Separable equations are a special class of ordinary differential equations. They can be written in a form that allows the variables to be separated on opposite sides of the equation. In essence, this means that all terms involving \(y\) can be grouped on one side, and all terms involving \(x\) on the other side.
In our problem, the ODE is initially \(y^{\prime}-y=x y^{1 / 2}\).
To make it separable, we divide through by \(x\sqrt{y(x)}\), resulting in the rearranged form \(\frac{y'(x)}{x \sqrt{y(x)}} - \frac{y(x)}{x \sqrt{y(x)}} = 1\).

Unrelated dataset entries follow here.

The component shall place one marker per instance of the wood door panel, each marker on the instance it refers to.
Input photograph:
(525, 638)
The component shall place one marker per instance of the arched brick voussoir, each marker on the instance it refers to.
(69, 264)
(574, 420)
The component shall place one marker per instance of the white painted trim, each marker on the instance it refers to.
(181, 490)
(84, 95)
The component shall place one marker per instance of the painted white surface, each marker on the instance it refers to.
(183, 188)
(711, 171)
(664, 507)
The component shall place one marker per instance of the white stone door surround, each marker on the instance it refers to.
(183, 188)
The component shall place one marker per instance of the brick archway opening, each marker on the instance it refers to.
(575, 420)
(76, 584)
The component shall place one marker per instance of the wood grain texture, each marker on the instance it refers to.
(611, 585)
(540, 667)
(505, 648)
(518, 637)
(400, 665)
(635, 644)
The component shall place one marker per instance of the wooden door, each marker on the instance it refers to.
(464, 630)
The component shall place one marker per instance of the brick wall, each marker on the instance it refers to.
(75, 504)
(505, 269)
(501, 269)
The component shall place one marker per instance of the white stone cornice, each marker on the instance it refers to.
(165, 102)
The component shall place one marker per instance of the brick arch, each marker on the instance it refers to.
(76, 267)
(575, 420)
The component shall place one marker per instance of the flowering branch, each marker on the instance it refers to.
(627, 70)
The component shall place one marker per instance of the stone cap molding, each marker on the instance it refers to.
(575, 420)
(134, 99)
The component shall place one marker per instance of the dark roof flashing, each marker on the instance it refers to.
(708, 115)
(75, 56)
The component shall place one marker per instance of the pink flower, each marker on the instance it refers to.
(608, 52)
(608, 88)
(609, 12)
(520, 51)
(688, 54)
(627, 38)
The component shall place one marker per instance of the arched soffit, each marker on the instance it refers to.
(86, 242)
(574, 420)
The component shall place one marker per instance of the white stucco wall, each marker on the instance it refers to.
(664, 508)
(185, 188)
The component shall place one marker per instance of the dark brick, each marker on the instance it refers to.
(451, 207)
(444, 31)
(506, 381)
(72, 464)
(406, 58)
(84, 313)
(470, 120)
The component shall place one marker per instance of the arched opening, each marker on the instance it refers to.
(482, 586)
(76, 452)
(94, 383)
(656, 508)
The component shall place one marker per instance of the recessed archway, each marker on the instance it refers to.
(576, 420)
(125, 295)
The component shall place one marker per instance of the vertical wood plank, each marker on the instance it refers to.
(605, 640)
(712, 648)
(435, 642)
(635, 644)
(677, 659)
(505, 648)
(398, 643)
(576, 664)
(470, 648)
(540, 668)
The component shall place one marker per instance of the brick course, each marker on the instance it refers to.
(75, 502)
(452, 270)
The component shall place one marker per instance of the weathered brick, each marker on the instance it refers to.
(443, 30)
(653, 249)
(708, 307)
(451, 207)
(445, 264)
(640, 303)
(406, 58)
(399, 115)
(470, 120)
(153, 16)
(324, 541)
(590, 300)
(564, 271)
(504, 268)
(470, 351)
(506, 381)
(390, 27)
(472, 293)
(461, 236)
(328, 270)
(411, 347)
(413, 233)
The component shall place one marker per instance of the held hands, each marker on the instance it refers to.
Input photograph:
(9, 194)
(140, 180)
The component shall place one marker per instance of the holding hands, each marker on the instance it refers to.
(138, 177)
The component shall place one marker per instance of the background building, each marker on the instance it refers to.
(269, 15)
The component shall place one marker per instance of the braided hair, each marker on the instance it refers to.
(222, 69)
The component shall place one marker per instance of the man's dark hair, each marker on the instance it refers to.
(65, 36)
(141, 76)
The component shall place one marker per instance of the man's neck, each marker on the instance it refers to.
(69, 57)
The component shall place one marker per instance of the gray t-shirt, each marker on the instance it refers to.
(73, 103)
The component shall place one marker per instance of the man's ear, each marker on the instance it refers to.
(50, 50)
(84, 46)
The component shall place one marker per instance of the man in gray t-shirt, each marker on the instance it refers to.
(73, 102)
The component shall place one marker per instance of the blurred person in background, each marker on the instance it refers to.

• This format enables us to integrate each side with respect to its respective variable, a necessary step in solving separable differential equations.

Implicit Solutions

An implicit solution of a differential equation is a relation between \(x\) and \(y\) that is not directly solved for \(y\). Instead of expressing \(y\) strictly as a function of \(x\), it remains within an equation compared with \(x\).
In our solution process, after integrating both sides of the separable equation, we arrive at the implicit solution:
\(2\sqrt{y(x)} - \frac{y(x)}{x} = x + C\).

• This expression defines a relationship between \(y\) and \(x\), although not immediately solved for \(y\).
• Implicit solutions are common when integrals cannot be expressed in terms of elementary functions.
• These solutions are valid and can describe the same relationship between variables as explicit solutions, sometimes offering a broader perspective.

Integration Techniques

Integration is a mathematical tool fundamental for solving separable differential equations. By integrating terms with respect to their corresponding variable, we can solve for a function that satisfies the differential equation. In this example, we encounter integrals like \(\int \frac{1}{v\sqrt{u}} du\) and \(\int \frac{u}{v\sqrt{u}} dv\).
These integrals might involve substitution or comparison methods, which are useful techniques to simplify complex integrals.

• In our example, substitution \(u=y(x)\) and \(v=x\) aids in simplifying terms, making the integrals more manageable.
• Once integrated, the functions should be compiled into a solution form, such as the implicit format we derived.

Effective application of these techniques can transform differential equations into understandable solutions, essential for addressing many problems involving change.